Абхазское театральное искусство не стояло на месте. Уже действовал стационарный театр, вскоре организовалась театральная студия, работала группа при Театре Руставели в Тбилиси. Для театра писали пьесы Дзадз Дарсалиа, Мты Кове, несколько позднее— Владимир Агрба и, конечно же, наш Самсон Чанба. Путь абхазского искусства хорошо прослежен в книге Михаила Лакербай.
Дмитрий Гулиа — весь в науке. К этому его обязывает и пост председателя Академии языка и литературы. Он занимается вопросами грамматики и орфографии, подготовляет различные словари, составляет учебники для школ. «Материалы по абхазской грамматике» увидели свет в 1927 году. В 1930 году появляется «Терминологический словарь», а еще через три года — «Орфография абхазского языка». Абхазской этнографии посвящена его книжка «Культ козла у абхазцев».
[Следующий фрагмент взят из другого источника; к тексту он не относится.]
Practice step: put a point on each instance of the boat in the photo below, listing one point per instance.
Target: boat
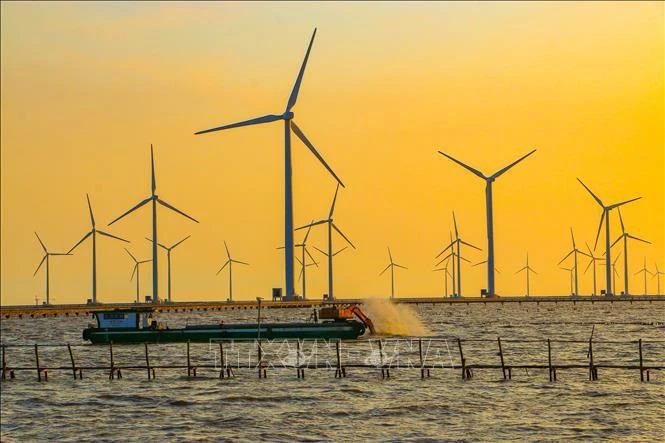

Рассматривая абхазскую грамматику, Гулиа критикует некоторые места в книге Услара. И все-таки Услар остается для него большим авторитетом. Он пишет: «Ввиду огромного значения труда Услара — подходить к критике его надо с особой осторожностью…», «…труд Услара, как первый шаг в области абхазского языковедения, не мог обойтись без ошибок». Любопытно отметить, что, рассматривая глагол «а-пс-ра» — умирать, умереть, — Гулиа приходит к выводу, что некоторые глаголы в абхазском языке «образуют сотни и тысячи производных форм». Это было открытие. Многие лингвисты заинтересовались этим, и Гулиа довольно интенсивно переписывался с ними.